2.1. Procurement of drones and drone system components

The drone market is still immature and large-scale industry consolidate has not yet taken place. Manufacturers are often very small companies with a short history and the maturity of their internal processes is low. This can be reflected in the quality of their products.

The law in many countries does not require airworthiness certifications for drones as they are mandatory for aircrafts used in manned flight. This means that while the buyer of a plane for manned flight can rely on the fact that the airworthiness of a plane was independently verified by the civil aviation authority, this is usually not the case for drones, at least not for drones below a maximum takeoff mass of 25kg.
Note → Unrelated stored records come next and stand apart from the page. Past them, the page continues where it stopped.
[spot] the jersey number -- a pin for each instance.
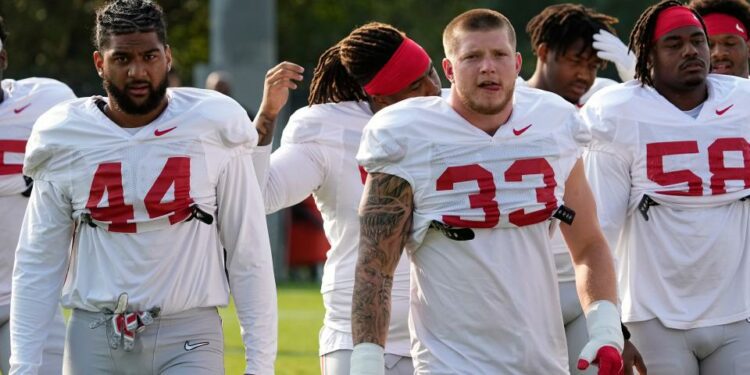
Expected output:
(485, 197)
(11, 146)
(720, 173)
(108, 177)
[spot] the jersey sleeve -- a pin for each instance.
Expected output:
(41, 263)
(607, 167)
(383, 150)
(296, 171)
(244, 235)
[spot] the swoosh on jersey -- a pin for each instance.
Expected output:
(159, 133)
(722, 111)
(19, 110)
(519, 132)
(189, 346)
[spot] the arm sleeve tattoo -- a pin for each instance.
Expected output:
(385, 218)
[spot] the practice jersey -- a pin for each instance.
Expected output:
(670, 188)
(490, 304)
(23, 102)
(563, 262)
(153, 213)
(317, 155)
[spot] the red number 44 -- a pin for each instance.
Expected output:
(108, 177)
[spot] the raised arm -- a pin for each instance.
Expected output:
(385, 222)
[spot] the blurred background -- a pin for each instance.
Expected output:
(242, 39)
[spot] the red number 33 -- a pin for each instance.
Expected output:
(108, 177)
(485, 197)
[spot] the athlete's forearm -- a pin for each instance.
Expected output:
(265, 124)
(385, 222)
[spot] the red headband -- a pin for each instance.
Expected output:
(674, 18)
(407, 64)
(721, 23)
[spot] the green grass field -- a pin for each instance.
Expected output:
(300, 319)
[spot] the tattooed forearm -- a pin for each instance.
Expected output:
(265, 125)
(385, 222)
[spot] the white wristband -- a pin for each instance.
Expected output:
(603, 323)
(367, 359)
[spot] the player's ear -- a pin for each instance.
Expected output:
(519, 62)
(99, 62)
(542, 51)
(448, 69)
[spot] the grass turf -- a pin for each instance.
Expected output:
(300, 318)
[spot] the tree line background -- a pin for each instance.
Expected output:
(53, 38)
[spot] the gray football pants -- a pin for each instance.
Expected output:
(190, 343)
(53, 347)
(717, 350)
(337, 363)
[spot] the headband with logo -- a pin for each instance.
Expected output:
(721, 23)
(674, 18)
(407, 64)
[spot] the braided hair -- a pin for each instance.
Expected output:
(641, 38)
(3, 33)
(735, 8)
(343, 69)
(126, 17)
(560, 26)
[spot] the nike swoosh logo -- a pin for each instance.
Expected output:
(189, 346)
(722, 111)
(158, 132)
(519, 132)
(19, 110)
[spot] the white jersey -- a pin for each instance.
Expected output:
(23, 102)
(317, 155)
(563, 262)
(132, 197)
(488, 305)
(688, 264)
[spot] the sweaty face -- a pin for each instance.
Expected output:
(729, 55)
(483, 70)
(571, 73)
(681, 59)
(134, 69)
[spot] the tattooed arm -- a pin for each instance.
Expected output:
(385, 215)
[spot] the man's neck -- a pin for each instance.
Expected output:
(537, 80)
(685, 100)
(487, 123)
(126, 120)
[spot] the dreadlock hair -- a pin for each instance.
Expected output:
(642, 38)
(560, 26)
(343, 69)
(126, 17)
(735, 8)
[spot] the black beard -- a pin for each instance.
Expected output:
(120, 99)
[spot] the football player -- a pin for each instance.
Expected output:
(374, 66)
(727, 23)
(468, 185)
(135, 197)
(21, 103)
(670, 167)
(563, 37)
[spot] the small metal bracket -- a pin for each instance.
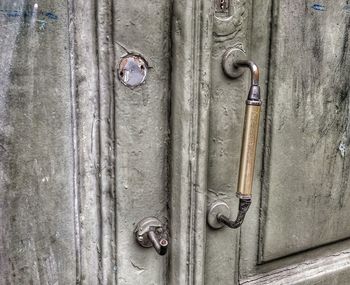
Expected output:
(151, 232)
(229, 58)
(216, 208)
(222, 6)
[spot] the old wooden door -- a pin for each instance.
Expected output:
(298, 230)
(84, 158)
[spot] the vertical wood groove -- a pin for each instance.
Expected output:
(192, 29)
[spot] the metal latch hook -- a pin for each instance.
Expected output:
(218, 212)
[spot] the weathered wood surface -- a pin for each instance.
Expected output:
(37, 240)
(306, 201)
(191, 35)
(142, 136)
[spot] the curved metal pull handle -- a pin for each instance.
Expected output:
(151, 232)
(218, 214)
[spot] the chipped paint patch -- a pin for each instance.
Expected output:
(342, 149)
(319, 7)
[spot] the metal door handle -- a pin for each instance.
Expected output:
(151, 232)
(219, 213)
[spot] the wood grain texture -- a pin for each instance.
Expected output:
(225, 135)
(37, 239)
(306, 194)
(191, 38)
(332, 270)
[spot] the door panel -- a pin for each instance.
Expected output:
(142, 136)
(37, 239)
(225, 130)
(307, 201)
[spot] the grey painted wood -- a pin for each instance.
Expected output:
(37, 238)
(225, 126)
(306, 201)
(191, 38)
(87, 124)
(259, 50)
(285, 41)
(142, 136)
(333, 269)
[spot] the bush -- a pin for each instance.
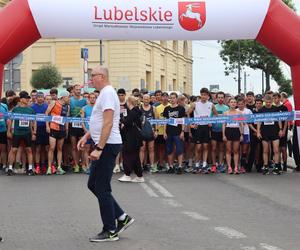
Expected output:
(46, 77)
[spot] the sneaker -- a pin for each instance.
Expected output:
(242, 170)
(10, 172)
(213, 169)
(117, 169)
(76, 169)
(179, 170)
(60, 171)
(124, 224)
(105, 236)
(49, 172)
(125, 178)
(265, 170)
(30, 172)
(171, 170)
(138, 180)
(153, 169)
(37, 170)
(276, 170)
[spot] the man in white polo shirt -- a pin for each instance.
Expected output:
(104, 131)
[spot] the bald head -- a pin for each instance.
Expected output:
(101, 70)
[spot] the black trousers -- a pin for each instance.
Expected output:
(101, 172)
(132, 162)
(254, 143)
(296, 151)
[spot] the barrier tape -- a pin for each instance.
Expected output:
(253, 118)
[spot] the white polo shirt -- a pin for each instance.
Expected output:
(107, 100)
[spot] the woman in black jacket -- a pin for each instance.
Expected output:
(132, 142)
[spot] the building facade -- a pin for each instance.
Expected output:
(165, 65)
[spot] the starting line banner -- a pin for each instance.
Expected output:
(254, 118)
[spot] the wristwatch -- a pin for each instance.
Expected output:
(99, 149)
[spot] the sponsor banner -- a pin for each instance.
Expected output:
(254, 118)
(150, 19)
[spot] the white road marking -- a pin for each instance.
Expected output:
(268, 247)
(195, 216)
(248, 248)
(149, 190)
(161, 189)
(172, 203)
(230, 233)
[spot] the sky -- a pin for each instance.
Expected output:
(208, 69)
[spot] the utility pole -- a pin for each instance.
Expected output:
(262, 82)
(101, 53)
(239, 68)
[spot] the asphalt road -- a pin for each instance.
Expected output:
(187, 212)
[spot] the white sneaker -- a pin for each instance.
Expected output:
(138, 180)
(125, 178)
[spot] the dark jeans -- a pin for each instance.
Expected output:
(132, 162)
(296, 148)
(254, 144)
(101, 172)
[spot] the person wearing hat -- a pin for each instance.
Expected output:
(42, 138)
(57, 130)
(22, 131)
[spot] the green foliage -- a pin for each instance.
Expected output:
(46, 77)
(255, 56)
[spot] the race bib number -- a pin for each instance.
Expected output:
(269, 123)
(76, 125)
(58, 119)
(23, 124)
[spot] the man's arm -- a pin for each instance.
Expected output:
(106, 128)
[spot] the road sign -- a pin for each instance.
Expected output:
(85, 53)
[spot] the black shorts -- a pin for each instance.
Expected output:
(58, 135)
(160, 140)
(233, 134)
(42, 137)
(201, 135)
(269, 135)
(217, 136)
(3, 138)
(76, 132)
(19, 139)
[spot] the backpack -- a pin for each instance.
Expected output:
(146, 129)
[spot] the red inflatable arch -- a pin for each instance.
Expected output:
(270, 22)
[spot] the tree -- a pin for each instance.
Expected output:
(255, 56)
(46, 77)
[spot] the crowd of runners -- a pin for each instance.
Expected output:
(38, 148)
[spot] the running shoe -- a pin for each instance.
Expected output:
(30, 172)
(37, 170)
(171, 170)
(76, 169)
(10, 172)
(125, 178)
(265, 170)
(138, 180)
(53, 169)
(276, 170)
(179, 171)
(105, 236)
(49, 172)
(242, 170)
(60, 171)
(213, 169)
(153, 169)
(124, 224)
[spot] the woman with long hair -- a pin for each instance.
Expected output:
(232, 136)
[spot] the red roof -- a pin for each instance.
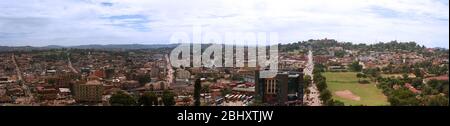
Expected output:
(443, 77)
(411, 88)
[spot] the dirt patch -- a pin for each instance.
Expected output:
(347, 95)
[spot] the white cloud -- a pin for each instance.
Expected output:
(75, 22)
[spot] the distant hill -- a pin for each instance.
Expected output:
(111, 46)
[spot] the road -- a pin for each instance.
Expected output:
(314, 93)
(71, 66)
(20, 78)
(170, 71)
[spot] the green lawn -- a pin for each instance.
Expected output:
(369, 93)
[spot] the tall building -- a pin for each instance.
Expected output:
(91, 91)
(286, 88)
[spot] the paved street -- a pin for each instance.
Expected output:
(313, 97)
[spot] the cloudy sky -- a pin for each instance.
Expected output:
(79, 22)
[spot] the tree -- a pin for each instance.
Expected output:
(205, 89)
(121, 98)
(333, 102)
(325, 95)
(143, 79)
(359, 76)
(307, 79)
(225, 91)
(168, 98)
(321, 85)
(197, 90)
(355, 67)
(436, 100)
(403, 97)
(418, 73)
(148, 99)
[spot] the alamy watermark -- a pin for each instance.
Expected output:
(231, 49)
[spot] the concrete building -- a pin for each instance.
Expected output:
(92, 91)
(286, 88)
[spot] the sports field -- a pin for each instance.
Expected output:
(345, 88)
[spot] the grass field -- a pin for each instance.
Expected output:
(369, 94)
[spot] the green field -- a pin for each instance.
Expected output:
(369, 94)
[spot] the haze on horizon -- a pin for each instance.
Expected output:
(83, 22)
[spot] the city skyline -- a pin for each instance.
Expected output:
(85, 22)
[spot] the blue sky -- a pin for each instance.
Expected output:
(79, 22)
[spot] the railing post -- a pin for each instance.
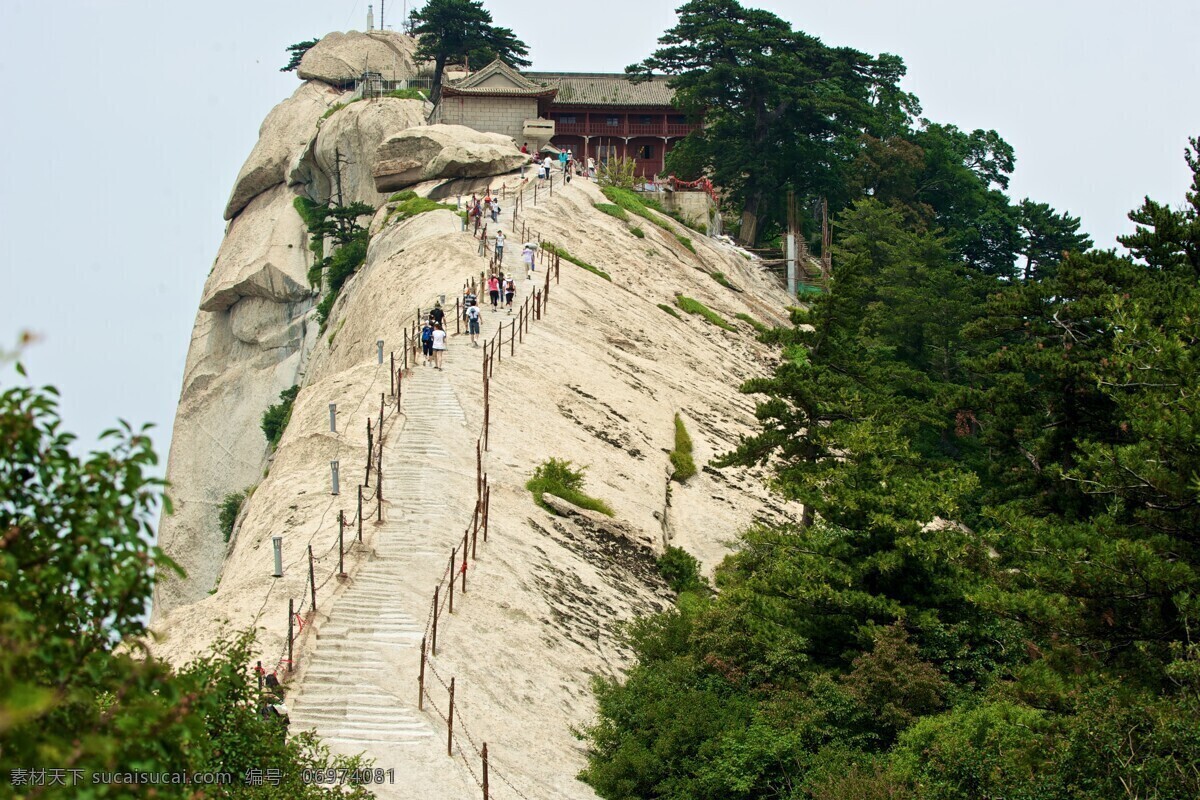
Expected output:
(312, 581)
(420, 680)
(437, 590)
(485, 771)
(341, 543)
(292, 621)
(454, 553)
(450, 723)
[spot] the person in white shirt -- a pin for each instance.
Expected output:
(439, 344)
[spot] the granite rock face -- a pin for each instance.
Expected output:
(342, 58)
(286, 132)
(437, 151)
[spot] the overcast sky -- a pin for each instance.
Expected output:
(127, 121)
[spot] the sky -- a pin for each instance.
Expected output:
(127, 121)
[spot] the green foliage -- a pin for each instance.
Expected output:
(462, 29)
(681, 570)
(753, 323)
(612, 210)
(681, 456)
(229, 510)
(77, 570)
(297, 54)
(276, 417)
(633, 203)
(567, 257)
(412, 205)
(993, 589)
(617, 173)
(557, 477)
(701, 310)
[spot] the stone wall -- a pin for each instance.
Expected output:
(503, 115)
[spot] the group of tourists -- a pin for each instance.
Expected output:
(478, 206)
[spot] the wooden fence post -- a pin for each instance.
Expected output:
(312, 581)
(420, 680)
(292, 619)
(436, 593)
(450, 723)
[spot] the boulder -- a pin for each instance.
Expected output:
(263, 256)
(342, 58)
(359, 128)
(437, 151)
(286, 132)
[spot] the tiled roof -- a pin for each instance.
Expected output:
(604, 89)
(517, 84)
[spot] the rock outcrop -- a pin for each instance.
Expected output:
(437, 151)
(340, 59)
(287, 130)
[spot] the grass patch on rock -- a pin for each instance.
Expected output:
(577, 262)
(701, 310)
(557, 477)
(681, 457)
(753, 323)
(612, 210)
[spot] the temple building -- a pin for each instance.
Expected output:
(594, 115)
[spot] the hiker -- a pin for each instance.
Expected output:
(473, 323)
(493, 290)
(527, 258)
(438, 346)
(427, 341)
(509, 289)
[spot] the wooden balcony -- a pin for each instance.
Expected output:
(623, 128)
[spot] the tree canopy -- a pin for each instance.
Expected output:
(462, 29)
(993, 591)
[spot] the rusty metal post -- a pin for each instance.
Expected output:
(366, 481)
(450, 723)
(341, 543)
(312, 581)
(463, 570)
(420, 680)
(292, 619)
(435, 643)
(474, 528)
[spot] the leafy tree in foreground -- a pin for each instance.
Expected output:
(780, 108)
(77, 691)
(459, 29)
(298, 52)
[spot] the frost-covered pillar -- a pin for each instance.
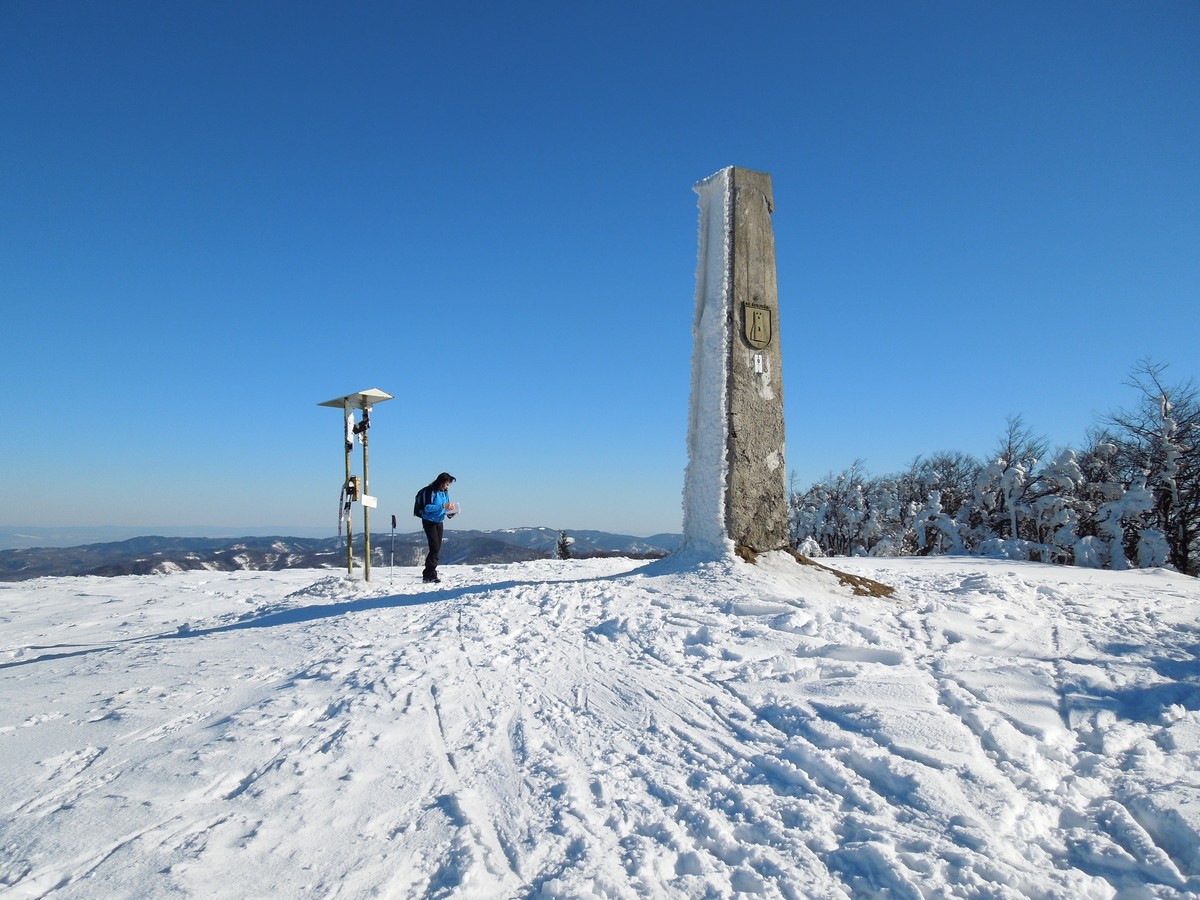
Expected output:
(735, 489)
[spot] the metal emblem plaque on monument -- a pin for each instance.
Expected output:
(736, 492)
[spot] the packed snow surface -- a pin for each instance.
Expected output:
(603, 729)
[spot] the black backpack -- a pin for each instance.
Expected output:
(424, 497)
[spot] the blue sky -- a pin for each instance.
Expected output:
(217, 215)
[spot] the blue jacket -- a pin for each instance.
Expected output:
(435, 510)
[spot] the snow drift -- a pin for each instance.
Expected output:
(604, 729)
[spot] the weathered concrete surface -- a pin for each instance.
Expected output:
(756, 497)
(735, 490)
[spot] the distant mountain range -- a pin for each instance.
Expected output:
(156, 555)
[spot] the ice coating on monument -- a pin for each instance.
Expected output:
(707, 475)
(735, 490)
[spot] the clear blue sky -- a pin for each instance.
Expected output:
(216, 215)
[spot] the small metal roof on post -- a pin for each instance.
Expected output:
(352, 490)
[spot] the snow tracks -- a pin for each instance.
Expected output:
(611, 729)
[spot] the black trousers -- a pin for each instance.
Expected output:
(433, 535)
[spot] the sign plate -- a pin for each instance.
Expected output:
(757, 325)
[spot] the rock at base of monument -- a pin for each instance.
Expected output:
(858, 585)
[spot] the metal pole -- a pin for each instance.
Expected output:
(366, 492)
(349, 447)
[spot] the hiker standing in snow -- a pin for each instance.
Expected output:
(435, 504)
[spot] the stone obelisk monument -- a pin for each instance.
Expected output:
(735, 490)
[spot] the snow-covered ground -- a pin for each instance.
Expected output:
(603, 729)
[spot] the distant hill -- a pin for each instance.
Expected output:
(155, 555)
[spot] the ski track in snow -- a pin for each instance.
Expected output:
(604, 729)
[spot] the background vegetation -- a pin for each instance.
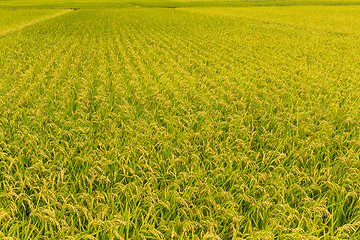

The careful selection of vendors/manufacturers is therefore very important, especially in cases where internal risk assessments show significant accident risks in case of hardware or software failures.

If airframes are bought from one seller and the payload integration is performed by another party it is important that the responsibility cut-offs are clear.

Customizations of airframes to allow them to carry and control specific payloads is a complex topic with implication on the airworthiness of drones. This type of work should only be handled by companies which have been sufficiently background and reference checked.

A good indicator of the maturity of products and integration services is the quality of technical specification sheets, manuals and operating instructions provided.

Risks

  1. Standard risks related to all types of procurement.
  2. Accidents due to faulty products.
  3. Accidents or damage due to missing or incomplete documentation of performance limitations.
  4. Warranties invalidated by modifications of drones for the purpose of payload integration.

Audit Steps

  1. Review the segregation of duties in place for the requesting, ordering and receiving of drones and equipment.
  2. Review the processes in place to ensure drone suppliers and manufacturers meet expected quality standards.
  3. Review the quality of manuals and instruction materials available for drones in current use.
  4. Interview pilots about the quality of support they receive from drone suppliers when they have questions.
  5. Interview maintenance personnel about the quality of support they receive from drone suppliers.